In order to lose weight, some people will tuck into a few leaves of lettuce, some peppers and a tomato thinking that this is the best approach. Unfortunately a meal like this won’t fill you up. The reason for this is lack of protein. 

Protein is the most satiating macronutrient. In other words, it will keep you fuller for longer in comparison to fats and carbs. This is partly down to its slow digestion time and the balancing effect it has on our blood sugar levels. If protein is too low, then hunger pangs will be stronger which can lead to snacking etc. This will cause an increase in calories and slower or no weight loss. 

As well as the effect on our appetite, protein preserves our muscle mass and has a positive effect on our immune system. 

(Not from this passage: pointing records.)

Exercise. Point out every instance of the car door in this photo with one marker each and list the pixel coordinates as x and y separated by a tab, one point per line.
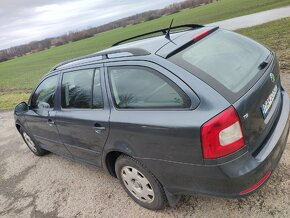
83	118
40	119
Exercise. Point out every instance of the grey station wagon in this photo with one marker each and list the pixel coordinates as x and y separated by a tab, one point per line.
198	110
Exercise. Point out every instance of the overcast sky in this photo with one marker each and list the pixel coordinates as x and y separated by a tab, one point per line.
22	21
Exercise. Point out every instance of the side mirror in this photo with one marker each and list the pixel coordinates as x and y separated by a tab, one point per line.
21	108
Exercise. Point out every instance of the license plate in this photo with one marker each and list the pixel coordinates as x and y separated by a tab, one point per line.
265	108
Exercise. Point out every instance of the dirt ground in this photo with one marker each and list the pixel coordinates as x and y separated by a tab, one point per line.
53	186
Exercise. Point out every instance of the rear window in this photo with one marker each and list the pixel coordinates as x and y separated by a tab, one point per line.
226	57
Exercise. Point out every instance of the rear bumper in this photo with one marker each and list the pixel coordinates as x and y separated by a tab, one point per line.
231	178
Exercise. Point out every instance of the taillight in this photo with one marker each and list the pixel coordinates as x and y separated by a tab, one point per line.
222	135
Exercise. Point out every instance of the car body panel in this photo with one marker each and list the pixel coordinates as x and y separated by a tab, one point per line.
78	128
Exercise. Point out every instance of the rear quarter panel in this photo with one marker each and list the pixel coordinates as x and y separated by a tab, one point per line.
169	135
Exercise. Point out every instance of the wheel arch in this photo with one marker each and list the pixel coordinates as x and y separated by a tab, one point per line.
110	156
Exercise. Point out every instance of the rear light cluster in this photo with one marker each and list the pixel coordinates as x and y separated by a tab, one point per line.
222	135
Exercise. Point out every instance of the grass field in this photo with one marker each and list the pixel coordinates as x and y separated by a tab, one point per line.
19	76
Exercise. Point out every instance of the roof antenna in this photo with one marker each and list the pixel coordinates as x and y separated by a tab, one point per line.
167	36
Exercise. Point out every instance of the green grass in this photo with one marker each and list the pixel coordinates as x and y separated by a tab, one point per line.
20	75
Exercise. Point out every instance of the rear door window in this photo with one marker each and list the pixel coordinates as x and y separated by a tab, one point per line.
143	87
43	97
81	89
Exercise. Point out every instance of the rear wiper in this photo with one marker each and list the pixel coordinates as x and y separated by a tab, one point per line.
263	65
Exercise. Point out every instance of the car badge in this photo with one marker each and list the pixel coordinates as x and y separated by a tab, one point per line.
272	77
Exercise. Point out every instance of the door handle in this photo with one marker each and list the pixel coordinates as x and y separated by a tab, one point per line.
50	122
98	128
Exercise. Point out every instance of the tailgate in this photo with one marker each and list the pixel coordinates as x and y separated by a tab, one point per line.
260	106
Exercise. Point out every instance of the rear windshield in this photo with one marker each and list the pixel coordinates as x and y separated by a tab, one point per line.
229	58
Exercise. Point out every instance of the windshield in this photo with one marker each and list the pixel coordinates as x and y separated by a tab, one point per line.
227	57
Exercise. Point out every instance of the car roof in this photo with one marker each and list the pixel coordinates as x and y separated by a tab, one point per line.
141	47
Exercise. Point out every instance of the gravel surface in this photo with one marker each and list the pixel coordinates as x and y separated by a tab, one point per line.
52	186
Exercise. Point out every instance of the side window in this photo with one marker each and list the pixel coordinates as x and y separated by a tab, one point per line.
43	97
76	89
97	91
142	87
81	89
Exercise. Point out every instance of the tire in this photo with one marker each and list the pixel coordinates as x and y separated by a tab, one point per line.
140	184
31	144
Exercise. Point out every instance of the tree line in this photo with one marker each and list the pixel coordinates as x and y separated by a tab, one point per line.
36	46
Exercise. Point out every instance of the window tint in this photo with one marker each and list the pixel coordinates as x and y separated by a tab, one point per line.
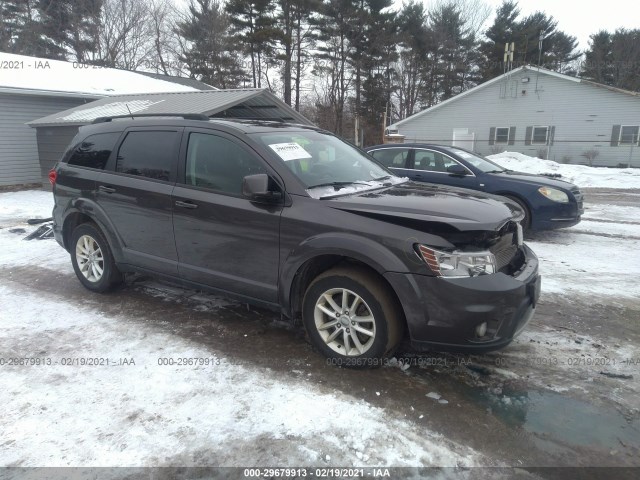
148	154
218	163
392	157
629	135
502	135
432	161
94	151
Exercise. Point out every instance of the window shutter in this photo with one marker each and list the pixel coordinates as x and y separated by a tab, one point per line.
615	135
528	135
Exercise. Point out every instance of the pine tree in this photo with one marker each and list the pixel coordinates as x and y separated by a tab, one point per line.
212	55
253	24
68	28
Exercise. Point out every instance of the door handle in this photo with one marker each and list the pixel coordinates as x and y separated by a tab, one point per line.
186	204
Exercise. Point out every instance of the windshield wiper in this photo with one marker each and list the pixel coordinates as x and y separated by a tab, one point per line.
338	185
386	177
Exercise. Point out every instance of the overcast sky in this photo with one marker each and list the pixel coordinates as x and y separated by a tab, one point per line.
579	19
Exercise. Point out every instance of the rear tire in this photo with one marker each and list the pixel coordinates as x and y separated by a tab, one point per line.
92	259
352	317
526	221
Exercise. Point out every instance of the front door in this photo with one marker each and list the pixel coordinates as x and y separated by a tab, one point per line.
431	166
224	240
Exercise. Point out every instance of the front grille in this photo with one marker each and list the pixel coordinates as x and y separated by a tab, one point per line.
506	247
579	196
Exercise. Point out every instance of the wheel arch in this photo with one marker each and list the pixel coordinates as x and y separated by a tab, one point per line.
89	212
322	254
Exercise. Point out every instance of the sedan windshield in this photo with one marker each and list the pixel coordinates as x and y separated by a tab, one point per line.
481	163
325	163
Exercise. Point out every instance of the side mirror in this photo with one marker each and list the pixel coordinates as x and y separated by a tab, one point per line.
256	189
457	170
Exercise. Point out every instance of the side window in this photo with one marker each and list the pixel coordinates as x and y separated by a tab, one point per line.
94	151
392	157
218	163
432	161
148	154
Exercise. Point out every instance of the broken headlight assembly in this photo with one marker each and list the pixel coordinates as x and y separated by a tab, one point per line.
457	264
554	194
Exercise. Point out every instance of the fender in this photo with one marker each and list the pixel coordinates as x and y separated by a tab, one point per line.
371	253
92	210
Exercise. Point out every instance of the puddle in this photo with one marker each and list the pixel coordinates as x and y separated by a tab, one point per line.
557	417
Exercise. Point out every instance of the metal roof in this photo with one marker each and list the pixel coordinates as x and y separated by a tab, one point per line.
253	103
186	81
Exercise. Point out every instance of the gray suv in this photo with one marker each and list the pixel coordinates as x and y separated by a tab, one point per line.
292	218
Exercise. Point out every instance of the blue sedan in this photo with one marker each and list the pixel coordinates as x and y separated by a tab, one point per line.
547	202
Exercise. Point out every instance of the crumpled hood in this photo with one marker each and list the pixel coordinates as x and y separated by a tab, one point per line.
463	209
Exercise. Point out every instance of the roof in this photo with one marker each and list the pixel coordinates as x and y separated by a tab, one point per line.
188	82
501	77
252	103
23	75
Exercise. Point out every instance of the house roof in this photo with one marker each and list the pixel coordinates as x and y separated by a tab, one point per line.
252	103
23	75
525	68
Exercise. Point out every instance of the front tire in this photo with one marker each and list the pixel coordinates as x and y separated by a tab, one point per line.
352	317
92	259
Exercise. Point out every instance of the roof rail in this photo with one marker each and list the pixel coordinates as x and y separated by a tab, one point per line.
186	116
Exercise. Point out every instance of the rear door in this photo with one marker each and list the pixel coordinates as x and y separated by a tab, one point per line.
431	166
224	240
135	193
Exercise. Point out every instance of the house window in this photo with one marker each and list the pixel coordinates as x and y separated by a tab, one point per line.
540	135
502	135
629	134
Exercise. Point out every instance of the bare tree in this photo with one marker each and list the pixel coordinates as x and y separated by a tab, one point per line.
125	39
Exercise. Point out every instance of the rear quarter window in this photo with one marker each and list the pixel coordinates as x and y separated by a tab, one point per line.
150	154
93	151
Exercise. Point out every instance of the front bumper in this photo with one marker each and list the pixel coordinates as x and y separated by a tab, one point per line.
443	314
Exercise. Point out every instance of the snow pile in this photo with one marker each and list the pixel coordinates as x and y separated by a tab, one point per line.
581	175
54	75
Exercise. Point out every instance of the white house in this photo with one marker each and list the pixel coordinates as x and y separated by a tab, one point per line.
539	113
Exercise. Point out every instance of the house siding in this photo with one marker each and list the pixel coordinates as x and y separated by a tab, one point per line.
52	143
18	145
583	116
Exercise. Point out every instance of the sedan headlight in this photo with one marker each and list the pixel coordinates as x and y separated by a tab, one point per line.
554	194
458	264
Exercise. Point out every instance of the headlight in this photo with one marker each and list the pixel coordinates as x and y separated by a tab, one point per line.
554	194
458	264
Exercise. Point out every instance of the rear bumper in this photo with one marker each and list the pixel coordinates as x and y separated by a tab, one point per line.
443	314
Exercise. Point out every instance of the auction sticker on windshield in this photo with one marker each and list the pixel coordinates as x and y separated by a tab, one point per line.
290	151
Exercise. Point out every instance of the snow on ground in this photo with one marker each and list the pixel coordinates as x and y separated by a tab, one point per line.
581	175
148	414
153	415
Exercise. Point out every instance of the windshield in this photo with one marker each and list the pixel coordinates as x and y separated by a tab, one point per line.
480	163
322	161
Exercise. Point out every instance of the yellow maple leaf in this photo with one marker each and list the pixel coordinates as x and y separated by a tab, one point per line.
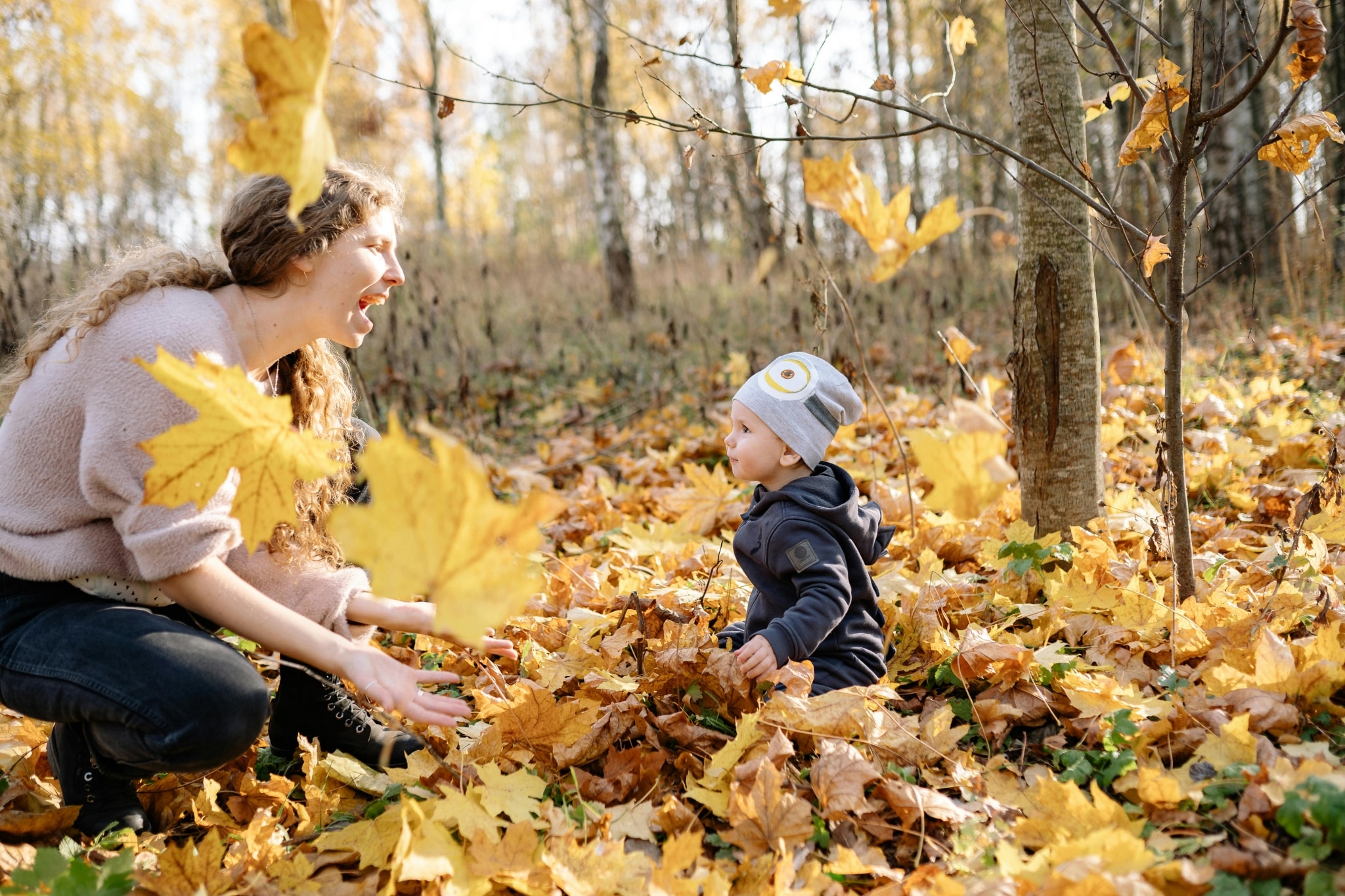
1156	253
838	186
956	463
961	33
764	77
1298	141
1168	97
190	870
292	139
516	794
237	427
711	499
435	528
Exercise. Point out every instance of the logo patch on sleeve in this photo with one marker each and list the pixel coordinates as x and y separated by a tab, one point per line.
802	555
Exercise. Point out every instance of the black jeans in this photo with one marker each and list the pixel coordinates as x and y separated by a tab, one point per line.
154	689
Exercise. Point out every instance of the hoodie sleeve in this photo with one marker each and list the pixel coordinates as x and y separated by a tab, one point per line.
810	559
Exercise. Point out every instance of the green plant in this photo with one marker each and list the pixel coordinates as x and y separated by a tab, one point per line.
60	874
1030	555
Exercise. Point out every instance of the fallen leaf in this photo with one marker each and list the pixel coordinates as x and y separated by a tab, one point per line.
292	137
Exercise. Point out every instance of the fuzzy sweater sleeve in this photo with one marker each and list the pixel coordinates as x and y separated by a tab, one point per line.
310	589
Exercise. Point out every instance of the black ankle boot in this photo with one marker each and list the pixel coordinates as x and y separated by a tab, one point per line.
104	801
318	706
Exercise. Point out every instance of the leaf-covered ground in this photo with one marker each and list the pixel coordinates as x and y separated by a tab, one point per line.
1052	723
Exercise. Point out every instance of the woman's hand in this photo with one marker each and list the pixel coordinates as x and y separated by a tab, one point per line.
758	658
395	685
418	618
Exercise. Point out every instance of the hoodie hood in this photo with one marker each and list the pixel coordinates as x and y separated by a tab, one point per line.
833	496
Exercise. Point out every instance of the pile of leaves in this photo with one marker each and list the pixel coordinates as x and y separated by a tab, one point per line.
1052	720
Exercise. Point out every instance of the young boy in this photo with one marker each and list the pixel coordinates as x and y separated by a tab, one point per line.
806	542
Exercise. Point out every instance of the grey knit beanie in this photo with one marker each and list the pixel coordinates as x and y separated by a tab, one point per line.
805	400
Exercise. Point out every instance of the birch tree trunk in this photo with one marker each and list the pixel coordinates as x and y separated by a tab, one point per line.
1055	363
611	196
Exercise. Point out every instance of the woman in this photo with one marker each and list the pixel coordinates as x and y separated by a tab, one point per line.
106	605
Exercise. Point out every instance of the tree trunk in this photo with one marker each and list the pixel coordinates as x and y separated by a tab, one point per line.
611	196
1055	363
743	179
436	131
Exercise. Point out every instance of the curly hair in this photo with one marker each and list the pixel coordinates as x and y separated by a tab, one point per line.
259	241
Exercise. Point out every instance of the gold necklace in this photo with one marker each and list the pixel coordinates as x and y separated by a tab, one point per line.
271	377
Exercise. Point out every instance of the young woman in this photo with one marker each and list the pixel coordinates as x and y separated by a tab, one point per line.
108	605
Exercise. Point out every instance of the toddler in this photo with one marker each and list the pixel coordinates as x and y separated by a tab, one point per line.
806	543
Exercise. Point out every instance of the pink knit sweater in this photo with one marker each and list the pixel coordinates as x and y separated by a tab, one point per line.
73	471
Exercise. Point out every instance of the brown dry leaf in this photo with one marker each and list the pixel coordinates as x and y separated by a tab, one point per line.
982	657
1298	141
292	139
961	33
1168	97
838	777
37	824
1310	47
764	77
1156	253
767	815
190	870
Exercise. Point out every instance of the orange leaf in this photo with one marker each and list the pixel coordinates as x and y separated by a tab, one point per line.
1298	141
1155	123
1310	47
1156	253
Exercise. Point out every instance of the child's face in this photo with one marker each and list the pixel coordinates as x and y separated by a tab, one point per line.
755	452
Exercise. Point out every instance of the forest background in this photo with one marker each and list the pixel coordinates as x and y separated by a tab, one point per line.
114	129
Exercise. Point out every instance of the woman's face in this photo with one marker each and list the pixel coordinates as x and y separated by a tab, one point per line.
358	270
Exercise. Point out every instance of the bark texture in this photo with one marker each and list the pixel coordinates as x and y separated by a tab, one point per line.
611	195
1055	363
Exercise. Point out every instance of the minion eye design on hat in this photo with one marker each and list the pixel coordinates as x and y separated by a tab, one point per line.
791	379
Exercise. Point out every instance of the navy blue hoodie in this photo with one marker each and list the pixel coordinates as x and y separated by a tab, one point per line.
807	547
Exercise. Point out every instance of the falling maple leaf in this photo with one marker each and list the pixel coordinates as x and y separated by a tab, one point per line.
292	139
1155	119
961	33
957	465
764	77
236	427
962	347
1298	141
1310	47
1156	253
435	528
838	186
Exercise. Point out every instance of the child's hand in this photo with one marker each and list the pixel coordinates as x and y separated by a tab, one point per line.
757	657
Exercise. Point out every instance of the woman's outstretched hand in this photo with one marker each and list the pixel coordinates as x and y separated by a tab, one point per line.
396	685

Solution: Eat more protein! Set yourself the goal of consuming protein with each and every meal, even snacks. This will lead to a decrease in appetite throughout the day. Simply adding 100g skinless chicken breast to your salad can increase protein intake by around 30g!

7. The weekends are a free for all 

You’ve been living like a Shaolin monk all week; not one iota of junk food or alcohol. You are proud of yourself and rightly so! However, you decide that Saturday is going to be your ‘cheat day’! After you’ve polished off a few glasses of wine, a Chinese takeaway, perhaps a bar of chocolate or some crisps, you’re starting to wonder if this will affect your weight. 

Unfortunately this is a common problem. People try their best throughout the week but when the weekend arrives it becomes a free for all. The thought process goes something like this: ‘I’ve been good for five days, one or two days off isn’t going to do much harm’. 

Well it can and it does. 

For example, if you’ve been on a caloric deficit of 500 calories during each week day, that will create a deficit of 2500 calories. However, if you eat and drink whatever you fancy over the weekend, you will reverse that deficit and possibly go above your maintenance. So although you’ve been ‘good’ for five days of the week, you could possibly still put on weight. 

Solution: Again it comes down to becoming aware of your calories in. There’s nothing wrong with eating a cheat meal, as long as you still exercise some restraint. Set yourself an allowance for ‘treat’ food, say for example 10% of your overall calories. So if you have the goal of consuming 2000 calories, your allowance is 200. So instead of eating 2000 calories each day, eat 1800 (2000 minus 200). Now you could either use that up, or if you like to live a little at the weekends then ‘bank’ them. Five days multiplied by 180 equals 900. So instead of eating 2000 calories on Saturday you are now able to eat 2900. So you’ll still be able to get that Chinese after all!